Condition $(iii)$ gives $\pi^{-1}\big(\pi(p)\big)=\{p\cdot g|g\in G\}=\text{Orbit}(p)$ for all $p\in P$.

$\textbf{Vector Bundle from a Principal Bundle :}$ Let $\pi: P\to M$ be a principal $ G$-bundle and $\tau: G\to \text{GL}(V)$ be a smooth group homomorphism, i.e. a representation, where $V$ is a finite dimensional vector space. Consider $$E=P\times_\tau V:=\frac{ P\times V}{(p,v)\sim \big(p\cdot g, \tau(g^{-1})(v)\big)}$$ and the natural map $\widehat\pi: E\to M$ defined by $\widehat\pi:[p,v]\mapsto \pi(p)$, but $\big[p\cdot g,\tau(g^{-1})(v)\big]\xrightarrow{\widehat \pi}\pi(p\cdot g)=\pi(p)$, so $\widehat\pi$ is well-defined.

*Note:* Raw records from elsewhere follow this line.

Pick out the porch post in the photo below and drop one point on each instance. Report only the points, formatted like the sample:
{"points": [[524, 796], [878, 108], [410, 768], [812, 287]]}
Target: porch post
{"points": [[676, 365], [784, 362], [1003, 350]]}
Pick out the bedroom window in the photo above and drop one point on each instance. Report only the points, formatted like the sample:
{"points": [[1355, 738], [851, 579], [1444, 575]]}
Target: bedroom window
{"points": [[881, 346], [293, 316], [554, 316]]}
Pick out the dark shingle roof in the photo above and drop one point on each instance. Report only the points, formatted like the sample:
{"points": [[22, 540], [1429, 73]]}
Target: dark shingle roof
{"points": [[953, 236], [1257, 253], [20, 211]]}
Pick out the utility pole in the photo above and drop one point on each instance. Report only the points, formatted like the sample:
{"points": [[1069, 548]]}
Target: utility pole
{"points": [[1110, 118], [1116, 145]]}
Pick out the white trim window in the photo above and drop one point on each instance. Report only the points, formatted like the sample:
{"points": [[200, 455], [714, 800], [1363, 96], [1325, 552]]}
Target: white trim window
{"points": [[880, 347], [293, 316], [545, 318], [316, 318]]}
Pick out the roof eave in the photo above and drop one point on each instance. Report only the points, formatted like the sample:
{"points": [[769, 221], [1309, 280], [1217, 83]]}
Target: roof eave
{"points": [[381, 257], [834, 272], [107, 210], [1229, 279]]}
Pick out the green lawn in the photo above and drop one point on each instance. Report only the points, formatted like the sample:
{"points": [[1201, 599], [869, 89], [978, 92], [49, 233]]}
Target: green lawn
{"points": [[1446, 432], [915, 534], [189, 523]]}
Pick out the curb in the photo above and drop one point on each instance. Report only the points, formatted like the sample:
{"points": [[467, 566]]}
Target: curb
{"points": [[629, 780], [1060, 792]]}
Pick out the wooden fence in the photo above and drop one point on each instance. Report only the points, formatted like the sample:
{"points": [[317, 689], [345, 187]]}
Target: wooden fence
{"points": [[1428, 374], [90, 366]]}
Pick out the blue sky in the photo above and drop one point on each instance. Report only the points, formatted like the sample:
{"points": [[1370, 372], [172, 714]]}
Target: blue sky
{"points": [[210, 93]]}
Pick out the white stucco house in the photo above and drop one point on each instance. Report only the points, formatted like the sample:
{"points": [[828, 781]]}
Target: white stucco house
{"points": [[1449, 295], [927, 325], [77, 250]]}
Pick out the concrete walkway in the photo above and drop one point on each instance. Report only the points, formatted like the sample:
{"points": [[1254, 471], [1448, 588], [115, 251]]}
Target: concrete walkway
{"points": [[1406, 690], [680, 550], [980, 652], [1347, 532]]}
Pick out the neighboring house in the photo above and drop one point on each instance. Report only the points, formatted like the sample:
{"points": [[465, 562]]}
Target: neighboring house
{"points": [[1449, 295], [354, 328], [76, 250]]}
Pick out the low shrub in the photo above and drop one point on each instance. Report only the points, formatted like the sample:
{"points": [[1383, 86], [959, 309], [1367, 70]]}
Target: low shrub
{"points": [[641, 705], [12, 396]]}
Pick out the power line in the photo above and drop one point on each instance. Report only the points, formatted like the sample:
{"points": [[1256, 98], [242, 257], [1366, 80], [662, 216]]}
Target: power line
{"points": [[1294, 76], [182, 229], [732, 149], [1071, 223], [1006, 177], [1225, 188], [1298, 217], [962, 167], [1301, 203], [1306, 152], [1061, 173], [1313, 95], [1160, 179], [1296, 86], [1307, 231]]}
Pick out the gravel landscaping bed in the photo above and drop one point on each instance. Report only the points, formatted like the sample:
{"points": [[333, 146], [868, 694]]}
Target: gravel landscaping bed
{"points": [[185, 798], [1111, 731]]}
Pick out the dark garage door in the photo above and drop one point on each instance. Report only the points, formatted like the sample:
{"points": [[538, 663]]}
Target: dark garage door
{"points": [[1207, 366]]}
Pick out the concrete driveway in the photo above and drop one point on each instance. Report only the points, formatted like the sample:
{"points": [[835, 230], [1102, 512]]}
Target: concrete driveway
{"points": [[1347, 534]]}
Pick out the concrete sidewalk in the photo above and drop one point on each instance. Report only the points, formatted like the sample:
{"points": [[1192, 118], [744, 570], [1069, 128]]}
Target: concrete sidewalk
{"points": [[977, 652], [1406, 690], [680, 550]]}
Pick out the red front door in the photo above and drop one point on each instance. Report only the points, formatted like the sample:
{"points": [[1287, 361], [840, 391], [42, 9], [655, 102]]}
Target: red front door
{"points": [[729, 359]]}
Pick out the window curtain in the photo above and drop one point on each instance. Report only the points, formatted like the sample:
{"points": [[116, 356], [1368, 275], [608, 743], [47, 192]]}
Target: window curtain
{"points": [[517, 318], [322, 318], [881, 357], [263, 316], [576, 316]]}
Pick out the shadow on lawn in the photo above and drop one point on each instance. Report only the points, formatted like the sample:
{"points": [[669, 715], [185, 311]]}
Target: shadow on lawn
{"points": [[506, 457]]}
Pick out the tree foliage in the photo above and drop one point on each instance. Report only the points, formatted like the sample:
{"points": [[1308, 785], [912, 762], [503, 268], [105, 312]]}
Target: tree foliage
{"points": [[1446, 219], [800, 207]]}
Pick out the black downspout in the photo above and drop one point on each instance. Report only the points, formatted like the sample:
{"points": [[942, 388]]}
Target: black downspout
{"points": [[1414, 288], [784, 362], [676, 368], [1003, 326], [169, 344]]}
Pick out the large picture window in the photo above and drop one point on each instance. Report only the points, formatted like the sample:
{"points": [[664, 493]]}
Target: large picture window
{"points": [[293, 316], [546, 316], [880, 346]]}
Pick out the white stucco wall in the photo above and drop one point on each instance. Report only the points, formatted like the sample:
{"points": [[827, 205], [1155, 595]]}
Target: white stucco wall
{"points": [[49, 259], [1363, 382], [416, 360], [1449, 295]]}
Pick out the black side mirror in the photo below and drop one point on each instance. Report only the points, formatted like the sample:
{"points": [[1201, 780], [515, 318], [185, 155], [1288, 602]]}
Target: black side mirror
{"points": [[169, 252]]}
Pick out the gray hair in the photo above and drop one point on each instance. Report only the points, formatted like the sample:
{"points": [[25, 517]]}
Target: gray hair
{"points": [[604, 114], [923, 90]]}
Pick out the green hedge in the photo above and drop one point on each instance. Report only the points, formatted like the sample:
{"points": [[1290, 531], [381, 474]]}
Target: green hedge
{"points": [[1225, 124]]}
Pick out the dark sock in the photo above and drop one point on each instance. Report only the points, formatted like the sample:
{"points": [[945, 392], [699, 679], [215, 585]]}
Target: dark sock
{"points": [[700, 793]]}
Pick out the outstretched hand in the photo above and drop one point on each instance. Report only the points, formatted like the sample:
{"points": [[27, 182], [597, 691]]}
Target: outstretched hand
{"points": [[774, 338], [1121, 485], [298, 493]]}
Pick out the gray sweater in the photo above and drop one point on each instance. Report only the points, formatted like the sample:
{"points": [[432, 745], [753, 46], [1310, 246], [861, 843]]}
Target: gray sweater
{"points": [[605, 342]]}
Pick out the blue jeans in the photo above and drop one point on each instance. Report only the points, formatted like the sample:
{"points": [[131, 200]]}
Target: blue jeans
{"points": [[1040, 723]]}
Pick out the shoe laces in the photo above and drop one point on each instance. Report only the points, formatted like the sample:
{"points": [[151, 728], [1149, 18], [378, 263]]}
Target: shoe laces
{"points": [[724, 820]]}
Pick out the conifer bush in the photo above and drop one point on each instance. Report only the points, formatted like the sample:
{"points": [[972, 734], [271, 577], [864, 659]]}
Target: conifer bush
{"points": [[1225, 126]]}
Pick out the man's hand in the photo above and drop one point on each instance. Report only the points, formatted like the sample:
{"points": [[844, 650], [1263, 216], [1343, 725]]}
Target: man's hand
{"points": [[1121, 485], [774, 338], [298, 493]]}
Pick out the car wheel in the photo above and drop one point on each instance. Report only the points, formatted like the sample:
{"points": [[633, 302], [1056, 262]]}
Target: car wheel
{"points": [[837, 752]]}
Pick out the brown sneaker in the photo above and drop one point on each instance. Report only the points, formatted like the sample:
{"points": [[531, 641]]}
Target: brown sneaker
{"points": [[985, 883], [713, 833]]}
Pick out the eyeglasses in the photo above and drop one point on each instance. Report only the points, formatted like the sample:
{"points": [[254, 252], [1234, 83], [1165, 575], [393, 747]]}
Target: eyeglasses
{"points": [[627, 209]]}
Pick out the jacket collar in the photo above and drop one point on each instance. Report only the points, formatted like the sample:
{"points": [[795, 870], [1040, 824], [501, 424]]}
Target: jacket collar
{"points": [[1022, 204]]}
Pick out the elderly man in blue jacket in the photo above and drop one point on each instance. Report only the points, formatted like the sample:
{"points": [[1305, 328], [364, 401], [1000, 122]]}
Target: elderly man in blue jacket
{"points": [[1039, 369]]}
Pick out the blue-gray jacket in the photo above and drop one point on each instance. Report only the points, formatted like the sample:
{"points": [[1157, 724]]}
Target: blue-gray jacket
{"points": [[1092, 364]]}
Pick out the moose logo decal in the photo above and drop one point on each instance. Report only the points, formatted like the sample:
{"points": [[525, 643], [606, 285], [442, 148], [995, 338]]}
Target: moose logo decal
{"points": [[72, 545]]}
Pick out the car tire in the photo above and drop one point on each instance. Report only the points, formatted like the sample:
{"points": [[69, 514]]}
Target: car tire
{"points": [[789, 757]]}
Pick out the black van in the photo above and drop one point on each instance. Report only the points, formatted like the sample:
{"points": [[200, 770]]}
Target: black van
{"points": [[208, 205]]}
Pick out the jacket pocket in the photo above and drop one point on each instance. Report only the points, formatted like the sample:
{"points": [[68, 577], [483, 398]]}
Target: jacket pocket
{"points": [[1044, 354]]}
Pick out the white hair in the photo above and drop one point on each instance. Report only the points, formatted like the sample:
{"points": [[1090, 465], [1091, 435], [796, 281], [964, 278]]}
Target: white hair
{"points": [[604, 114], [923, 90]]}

Choose a chart $\varphi_\alpha:\pi^{-1}(U_\alpha)\to U_\alpha\times G$ as in the definition of principal $ G$-bundle. Note that a typical fibre of $\widehat\pi$ is $\widehat\pi^{-1}(m)=\big\{[p,v]\big|v\in V\big\}$, where $\pi(p)=m$, hence the fibre $\widehat\pi^{-1}(m)$ is isomorphic to $V$ as $\text{Stab}(p)=e\in G$.

$\textbf{Some Extra Facts:---}$Here I show with above construction we have a vector bundle, called Associated bundle. Consider $\Phi_\alpha:\pi^{-1}(U_\alpha)\times_\tau V\longrightarrow U_\alpha\times V$ given by $[p,v]\mapsto\big(\pi(p),\tau\big(\Xi_\alpha(p)\big)v\big)$, where $\varphi_\alpha=\big(\pi\big|_{\pi^{-1}(U_\alpha)},\Xi_\alpha\big)$ and $\Phi_\alpha$ is well-defined due to $ (iii)$. Note also that $\Psi_\alpha:U_\alpha\times V\longrightarrow \pi^{-1}(U_\alpha)\times_\tau V$ given by $(m,v)\mapsto\big[p,\tau\big(\Xi_\alpha(p)^{-1}\big)v\big]$, where $p$ is any element in $\pi^{-1}(m)$, is the inverse of $\Phi_\alpha$.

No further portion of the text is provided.